Delticom AG Investor Relations
Melanie Becker
Brühlstraße 11
30169 Hannover
Tel.: +49(0)511-936 34-8903
Fax: +49(0)511-8798-9138


Hanover, 7 December 2010 – Delticom AG (German Securities Code 514680, ISIN DE0005146807, stock market symbol DEX), Europe’s leading Internet tyre retailer, once again raises its guidance for 2010.

During the last days, the extreme winterly weather across Europe has caught many car drivers by surprise. Heavy snowfalls have caused serious traffic delays, especially in countries where the winter is usually quite mild. The surge in demand has been amplified by new regulations in Germany, making winter tyres mandatory for the current road surface conditions. Consequently, tyre sales in Germany and elsewhere have jumped to unanticipated new highs. At the same time tyre supply falls substantially short of demand, because tyre manufactures had ramped up their production only relatively late in the aftermath of the recession. As a result, winter tyre prices have increased starkly across Europe, driven by market-wide scarcity.

Delticom Management’s guidance for FY 2010 from November 26th has been overtaken by the recent developments. On the back of strong Q4 sales, the company should be able to grow 2010 revenues by more than +30% year-on-year (previous guidance: more than +20%). Due to the very beneficial pricing environment throughout the year and especially in Q4, profitability will be unusually elevated and thus significantly better than last year. Management sees a 2010 EBIT margin on the order of 11% as realistically achievable (previous guidance: around 10%, last year: 9.4%). Depending on how the next weeks will evolve with regards to demand, stock levels and prices, margins could come in even higher than currently estimated.

Delticom will not be able to sustain this level of growth in 2011. After three exceptionally successful years in a row and with 2010 helped by the aforementioned extraordinary circumstances, negative base effects are inevitable. Assuming a return to normal business next year, Delticom should continue to grow its revenues, albeit at a considerably lower rate. Furthermore, in a more balanced market, demand and supply should adjust and lead to less flurried prices. In comparison with this year’s one-off step-up in profitability, Delticom’s 2011 margins will thus most likely come back to well below 2010 levels.

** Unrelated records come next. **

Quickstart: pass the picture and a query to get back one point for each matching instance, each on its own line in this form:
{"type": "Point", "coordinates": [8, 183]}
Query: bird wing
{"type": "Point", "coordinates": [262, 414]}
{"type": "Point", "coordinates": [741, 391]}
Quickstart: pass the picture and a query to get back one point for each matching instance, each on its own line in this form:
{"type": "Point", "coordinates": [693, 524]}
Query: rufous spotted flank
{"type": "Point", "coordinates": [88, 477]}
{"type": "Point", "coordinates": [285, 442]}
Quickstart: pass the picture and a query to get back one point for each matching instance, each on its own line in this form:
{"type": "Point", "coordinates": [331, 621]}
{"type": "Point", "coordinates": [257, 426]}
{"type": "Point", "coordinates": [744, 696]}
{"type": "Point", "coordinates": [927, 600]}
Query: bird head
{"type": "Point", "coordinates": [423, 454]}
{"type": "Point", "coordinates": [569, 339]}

Despite any burdening effects in 2011, though, Delticom remains well positioned to capitalise on the longer-term trend towards online tyre retail.

Company profile:

Delticom, Europe’s leading online tyre retailer, was founded in Hanover in 1999. With 113 online shops in 35 countries, the company offers its private and business customers an unequalled assortment of excellently priced car tyres, motorcycle tyres, bicycle tyres, truck tyres, bus tyres, special tyres, rims, complete wheels (pre-mounted tyres on rims), selected replacement car parts and accessories, motor oil and batteries. The independent website contains impartial information about tyre tests and helps the customers choose from more than 100 tyre brands and more than 25,000 tyre models. Delticom delivers either directly to the customer’s home address, or to one of more than 25,000 service partners – affiliated garages which take delivery of tyres and then install these on the customer’s vehicle. Delticom’s Wholesale division also sells tyres to wholesalers domestically and abroad.